Cuando crezcan, los niños que hoy están en la escuela van a trabajar en cosas que aún no se han inventado.Actualmente, existen empleos para los que no hubo formación cuando muchos de nosotros ingresamos al liceo 25 años atrás: especialista en big data, desarrollador de aplicaciones o profesional de salud medioambiental, por ejemplo. Sólo en Uruguay surgieron en los últimos diez años una veintena de nuevas profesiones. Esto significa que la educación debe ser capaz de preparar a los niños y adolescentes para lo desconocido.

Debido a esto es que en las aulas deben desarrollarse ciertas habilidades personales, que serán cada vez más valoradas en comparación con los conocimientos académicos. La adquisición de capacidades como trabajar en equipo, innovar o la resiliencia serán más importantes que saber el enunciado de la segunda ley de Newton. Esto está lejos de querer generar una oposición entre una cosa y la otra, y de restar relevancia a aprenderse el enunciado de una ley física; sino que responde a lo que surge de la realidad, así lo indican los resultados de diversos estudios que se han hecho[1] por parte de varios actores y también lo reclaman docentes y estudiantes.

 

La educación toda debe asumir que hay que llevar adelante los cambios que este mundo requiere.Uno de esos cambios tiene que ver con los docentes, que son protagonistas principales. Los que están dando clase hoy en las aulas y los que se están preparando para hacerlo en el futuro. El énfasis en los planes de estudio de formación docente debería estar en que los profesores cuenten con las herramientas para que los estudiantes adquieran las habilidades que son necesarias para el mundo de hoy.

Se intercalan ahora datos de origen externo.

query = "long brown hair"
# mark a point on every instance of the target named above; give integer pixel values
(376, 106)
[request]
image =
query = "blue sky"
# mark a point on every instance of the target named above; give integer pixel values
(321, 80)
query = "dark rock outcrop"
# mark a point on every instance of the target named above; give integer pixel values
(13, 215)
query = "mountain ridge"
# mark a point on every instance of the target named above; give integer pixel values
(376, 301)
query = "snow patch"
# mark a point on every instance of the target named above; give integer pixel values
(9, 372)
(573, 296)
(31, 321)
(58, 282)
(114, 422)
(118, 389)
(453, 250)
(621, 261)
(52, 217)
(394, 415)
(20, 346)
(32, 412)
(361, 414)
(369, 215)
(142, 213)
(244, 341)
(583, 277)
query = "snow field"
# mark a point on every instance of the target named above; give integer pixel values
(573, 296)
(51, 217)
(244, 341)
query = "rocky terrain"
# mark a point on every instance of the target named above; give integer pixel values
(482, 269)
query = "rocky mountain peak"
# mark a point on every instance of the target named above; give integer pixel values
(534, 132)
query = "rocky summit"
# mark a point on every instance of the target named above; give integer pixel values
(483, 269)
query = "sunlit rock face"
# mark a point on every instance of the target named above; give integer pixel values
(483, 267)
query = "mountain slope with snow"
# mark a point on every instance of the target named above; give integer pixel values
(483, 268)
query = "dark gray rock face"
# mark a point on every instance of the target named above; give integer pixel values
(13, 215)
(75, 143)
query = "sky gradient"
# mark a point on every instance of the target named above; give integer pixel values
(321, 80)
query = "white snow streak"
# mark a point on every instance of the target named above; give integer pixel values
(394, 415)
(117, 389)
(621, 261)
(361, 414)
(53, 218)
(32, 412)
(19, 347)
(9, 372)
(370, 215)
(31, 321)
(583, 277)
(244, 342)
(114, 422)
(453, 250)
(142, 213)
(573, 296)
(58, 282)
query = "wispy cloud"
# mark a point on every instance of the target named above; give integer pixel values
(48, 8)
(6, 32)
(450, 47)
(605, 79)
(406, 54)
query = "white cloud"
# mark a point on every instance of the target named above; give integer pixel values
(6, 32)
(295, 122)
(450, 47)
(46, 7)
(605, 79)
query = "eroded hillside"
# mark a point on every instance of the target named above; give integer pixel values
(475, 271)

El Consejo de Formación en Educación tiene previsto comenzar a trabajar este mes en la malla curricular de los nuevos planes de estudio de sus carreras, para poder aplicarlos a partir del año que viene. Habrá que estar atentos al nuevo diseño de formación docente para observar dónde se ha puesto el acento.

Pero los docentes en servicio necesitan hoy mismo oportunidades de formación, ya que en este momento comparten con estudiantes que necesitan adquirir las habilidades de las que hablamos. Hay muchas limitaciones para participar de actividades de formación continua -superposición con horario laboral, falta de incentivos para invertir tiempo, accesibilidad de la oferta-. Hay que diseñar instancias de capacitación accesibles para todos, dentro del propio centro educativo donde el profesor trabaja, incluso pensar como incentivo la equiparación de la capacitación y actualización permanentes a la docencia no directa. Esta es una forma de jerarquizar la labor docente. Capacitarse es una actividad fuera de la relación directa enseñanza-aprendizaje, pero que redunda en una mejora de los aprendizajes. Como contrapartida el docente debería acreditar, ante la dirección del centro educativo, cómo esta formación y actualización redunda en la mejora de esos aprendizajes.

 

Por otro lado, hay algunas herramientas ya existentes que es necesario potenciar y ampliar: el Observatorio Socioemocional del INEEd, la Matriz de Riesgos y Oportunidades de Puestos Laborales del INEFOP y la Red Global de Aprendizajes. Desarrollaremos nuestras opiniones sobre esto en posteriores artículos.